Hi all,
I've had some serious success using tidy principles in my text classification project. Following some guides I've been able to produce a classification model that has some pretty strong performance ( > .8 on sensitivity, specificity, recall, and precision). I've gotten as far as creating my predictors / features and putting them into a recipe and juicing it.
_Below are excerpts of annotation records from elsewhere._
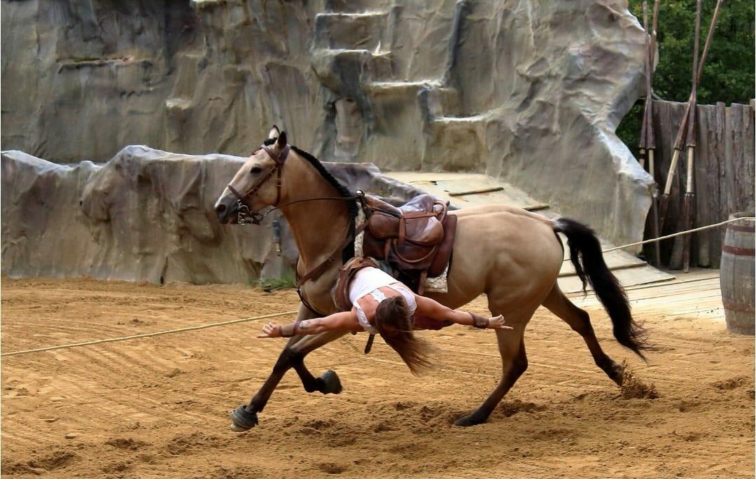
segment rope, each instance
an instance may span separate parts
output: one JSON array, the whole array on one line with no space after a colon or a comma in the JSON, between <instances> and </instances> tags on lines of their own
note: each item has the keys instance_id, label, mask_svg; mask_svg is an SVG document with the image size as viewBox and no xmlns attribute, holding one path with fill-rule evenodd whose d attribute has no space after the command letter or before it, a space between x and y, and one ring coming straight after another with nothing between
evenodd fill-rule
<instances>
[{"instance_id":1,"label":"rope","mask_svg":"<svg viewBox=\"0 0 756 479\"><path fill-rule=\"evenodd\" d=\"M129 339L137 339L139 337L151 337L153 336L161 336L163 334L170 334L172 333L178 333L184 331L197 331L198 329L206 329L207 328L214 328L215 326L223 326L225 325L233 325L237 322L246 322L247 321L254 321L256 319L265 319L266 318L275 318L276 316L284 316L290 314L296 314L296 311L287 311L285 313L274 313L273 314L266 314L262 316L253 316L251 318L242 318L240 319L231 319L231 321L223 321L222 322L212 322L207 325L200 325L198 326L187 326L186 328L178 328L177 329L168 329L166 331L158 331L153 333L144 333L142 334L134 334L133 336L124 336L122 337L110 337L107 339L97 339L91 341L85 341L83 343L73 343L73 344L60 344L59 346L49 346L48 347L38 347L33 350L23 350L22 351L13 351L12 353L3 353L0 356L16 356L18 354L26 354L27 353L39 353L42 351L52 351L53 350L62 350L68 349L70 347L76 347L79 346L90 346L91 344L100 344L101 343L115 343L116 341L125 341Z\"/></svg>"},{"instance_id":2,"label":"rope","mask_svg":"<svg viewBox=\"0 0 756 479\"><path fill-rule=\"evenodd\" d=\"M330 199L330 198L329 198ZM680 236L682 235L688 235L689 233L694 233L696 232L702 231L705 229L711 229L712 228L717 228L717 226L721 226L727 223L733 222L736 221L748 220L754 221L756 218L751 216L747 216L743 218L734 218L733 219L727 219L727 221L723 221L713 225L708 225L706 226L701 226L700 228L695 228L693 229L689 229L684 232L680 232L679 233L674 233L672 235L667 235L666 236L660 236L658 238L655 238L653 239L646 240L644 241L637 241L637 243L630 243L629 244L623 244L622 246L618 246L615 247L609 248L608 250L604 250L602 253L609 253L609 251L614 251L615 250L621 250L626 247L630 247L631 246L638 246L640 244L645 244L646 243L652 243L654 241L661 241L662 240L668 239L670 238L674 238L675 236ZM569 261L569 260L565 260L565 261ZM42 351L52 351L54 350L62 350L68 349L71 347L78 347L79 346L91 346L92 344L101 344L103 343L115 343L117 341L125 341L131 339L138 339L140 337L152 337L153 336L162 336L163 334L170 334L172 333L178 333L185 331L197 331L200 329L206 329L208 328L215 328L215 326L224 326L226 325L233 325L239 322L246 322L248 321L255 321L256 319L265 319L266 318L275 318L277 316L284 316L290 314L296 314L296 311L286 311L284 313L274 313L273 314L266 314L262 316L252 316L249 318L242 318L240 319L231 319L231 321L223 321L221 322L211 322L206 325L200 325L198 326L187 326L185 328L178 328L176 329L167 329L165 331L158 331L153 333L144 333L141 334L134 334L132 336L123 336L122 337L110 337L107 339L97 339L91 341L84 341L82 343L73 343L71 344L60 344L58 346L49 346L48 347L38 347L33 350L23 350L20 351L13 351L11 353L2 353L0 356L17 356L19 354L26 354L28 353L41 353Z\"/></svg>"},{"instance_id":3,"label":"rope","mask_svg":"<svg viewBox=\"0 0 756 479\"><path fill-rule=\"evenodd\" d=\"M640 246L640 244L646 244L646 243L654 243L655 241L661 241L662 240L669 239L670 238L674 238L675 236L682 236L683 235L689 235L690 233L695 233L696 232L703 231L705 229L711 229L712 228L717 228L723 225L727 225L727 223L735 222L736 221L756 221L756 217L754 216L743 216L742 218L733 218L732 219L727 219L726 221L722 221L718 223L714 223L713 225L707 225L705 226L700 226L699 228L694 228L693 229L687 229L683 232L680 232L677 233L673 233L671 235L667 235L665 236L659 236L658 238L653 238L652 239L647 239L643 241L637 241L635 243L629 243L627 244L623 244L622 246L615 246L615 247L610 247L606 250L602 250L601 253L609 253L609 251L614 251L615 250L624 250L624 248L630 247L631 246ZM564 261L569 261L569 258L564 260Z\"/></svg>"}]
</instances>

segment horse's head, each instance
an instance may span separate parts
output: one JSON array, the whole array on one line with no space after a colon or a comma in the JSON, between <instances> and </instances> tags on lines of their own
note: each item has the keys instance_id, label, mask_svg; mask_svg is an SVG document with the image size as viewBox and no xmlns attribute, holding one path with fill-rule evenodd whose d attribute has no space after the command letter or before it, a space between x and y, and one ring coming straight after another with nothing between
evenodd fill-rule
<instances>
[{"instance_id":1,"label":"horse's head","mask_svg":"<svg viewBox=\"0 0 756 479\"><path fill-rule=\"evenodd\" d=\"M243 222L249 216L258 223L258 213L281 200L284 163L289 154L286 132L275 125L262 146L252 154L215 201L215 214L222 223Z\"/></svg>"}]
</instances>

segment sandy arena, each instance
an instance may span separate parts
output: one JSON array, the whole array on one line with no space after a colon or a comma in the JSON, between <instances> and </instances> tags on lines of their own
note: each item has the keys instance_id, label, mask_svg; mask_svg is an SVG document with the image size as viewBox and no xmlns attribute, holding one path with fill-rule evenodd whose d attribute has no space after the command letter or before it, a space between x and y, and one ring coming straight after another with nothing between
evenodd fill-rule
<instances>
[{"instance_id":1,"label":"sandy arena","mask_svg":"<svg viewBox=\"0 0 756 479\"><path fill-rule=\"evenodd\" d=\"M711 282L711 281L709 281ZM658 289L658 291L656 291ZM649 291L655 291L649 294ZM2 359L4 476L51 477L752 477L754 339L691 310L679 293L631 291L659 347L643 364L618 346L595 301L602 345L647 390L618 389L582 339L541 309L530 367L487 424L454 427L500 374L494 333L423 333L442 369L414 378L380 339L348 335L308 356L340 395L307 393L293 372L247 433L229 428L283 340L259 321ZM160 331L296 308L288 290L241 285L2 280L3 352ZM659 298L662 298L661 302ZM483 299L470 309L483 312ZM660 306L661 304L661 306ZM689 308L695 309L695 308ZM660 310L662 311L660 313ZM290 321L284 317L278 321ZM646 394L648 395L648 394Z\"/></svg>"}]
</instances>

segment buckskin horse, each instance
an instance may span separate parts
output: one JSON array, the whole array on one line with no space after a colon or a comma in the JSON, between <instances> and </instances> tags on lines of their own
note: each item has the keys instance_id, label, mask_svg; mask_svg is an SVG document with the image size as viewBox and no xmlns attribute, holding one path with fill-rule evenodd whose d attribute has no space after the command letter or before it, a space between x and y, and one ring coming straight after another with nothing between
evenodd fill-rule
<instances>
[{"instance_id":1,"label":"buckskin horse","mask_svg":"<svg viewBox=\"0 0 756 479\"><path fill-rule=\"evenodd\" d=\"M330 291L343 262L354 254L358 209L354 198L320 161L289 145L286 133L274 126L268 139L224 189L215 210L222 223L238 222L238 219L249 216L259 223L263 216L259 212L267 207L282 212L299 252L297 286L303 300L298 319L307 319L336 311ZM327 207L324 207L324 203ZM495 331L501 355L501 378L496 388L478 409L457 419L455 425L485 422L525 372L528 368L525 328L541 305L582 336L596 365L621 385L622 366L601 349L588 313L571 303L557 285L564 254L557 233L567 238L571 260L584 290L587 281L593 288L611 318L617 341L645 359L646 331L633 319L625 292L606 267L599 241L589 227L574 219L550 219L499 204L464 208L449 214L457 216L457 228L448 292L428 296L457 309L485 293L491 314L503 315L507 324L514 328ZM327 228L324 227L326 225ZM246 431L257 424L257 414L292 368L307 392L341 392L341 381L334 372L315 378L304 359L345 334L329 331L290 338L262 387L248 405L231 413L232 428Z\"/></svg>"}]
</instances>

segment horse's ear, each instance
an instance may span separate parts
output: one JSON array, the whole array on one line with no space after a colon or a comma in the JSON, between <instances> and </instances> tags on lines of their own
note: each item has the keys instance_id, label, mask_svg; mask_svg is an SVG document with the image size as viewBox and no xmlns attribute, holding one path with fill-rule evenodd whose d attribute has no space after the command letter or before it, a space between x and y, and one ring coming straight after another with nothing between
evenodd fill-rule
<instances>
[{"instance_id":1,"label":"horse's ear","mask_svg":"<svg viewBox=\"0 0 756 479\"><path fill-rule=\"evenodd\" d=\"M280 135L280 132L278 131L278 127L274 125L273 127L271 128L271 131L268 133L268 138L274 140L278 138Z\"/></svg>"}]
</instances>

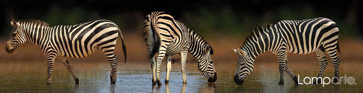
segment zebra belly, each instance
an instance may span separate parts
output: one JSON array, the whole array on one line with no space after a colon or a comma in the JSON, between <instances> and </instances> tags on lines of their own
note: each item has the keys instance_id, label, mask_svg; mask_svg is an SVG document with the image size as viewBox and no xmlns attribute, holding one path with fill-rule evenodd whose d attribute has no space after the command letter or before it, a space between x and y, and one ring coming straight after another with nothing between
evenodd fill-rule
<instances>
[{"instance_id":1,"label":"zebra belly","mask_svg":"<svg viewBox=\"0 0 363 93\"><path fill-rule=\"evenodd\" d=\"M179 54L183 49L182 47L184 47L180 45L183 45L180 43L181 42L181 41L178 38L173 39L167 48L166 55L170 56Z\"/></svg>"}]
</instances>

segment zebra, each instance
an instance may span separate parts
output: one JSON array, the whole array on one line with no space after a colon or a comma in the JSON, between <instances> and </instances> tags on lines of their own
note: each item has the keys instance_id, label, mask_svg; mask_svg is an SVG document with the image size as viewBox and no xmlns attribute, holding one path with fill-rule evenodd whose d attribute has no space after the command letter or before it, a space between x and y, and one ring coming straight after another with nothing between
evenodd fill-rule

I've been using these resources:
Here is a truncated version of the R code that shows the model definition:
#cross-validation object
folds <- vfold_cv(train)
#declare a RF classification model
rf_spec <- rand_forest( trees = 500 ) %>%
set_mode("classification") %>%
set_engine("ranger")
rf_spec
#build a 'workflow' by passing the model and the recipe
svm_wf <- workflow() %>%
add_recipe(preprocessing_recipe) %>%
add_model(svm_spec)
svm_wf
#fit the model!
svm_rs <- fit_resamples(
svm_wf,
folds,
metrics = metric_set(recall, precision, sensitivity, specificity, accuracy),
control = control_resamples(save_pred = TRUE)
)
svm_rs
So after defining this model and fitting it, I am able to use it to classify my text! I feel great about the performance metrics so far and am working on tuning my model. But here's what I really want to know:
How can I report the 'goodness of fit' for each record? Or in other words is there a way to know how well a record matches the given classification?
For example, if the model labels a text record as "positive" based on the features / predictors... how can I describe this particular record's fit to the "positive" class? In conventional statistics there are confidence values, intervals, p values, and so on. Any advice or resources would be helpful, thank you.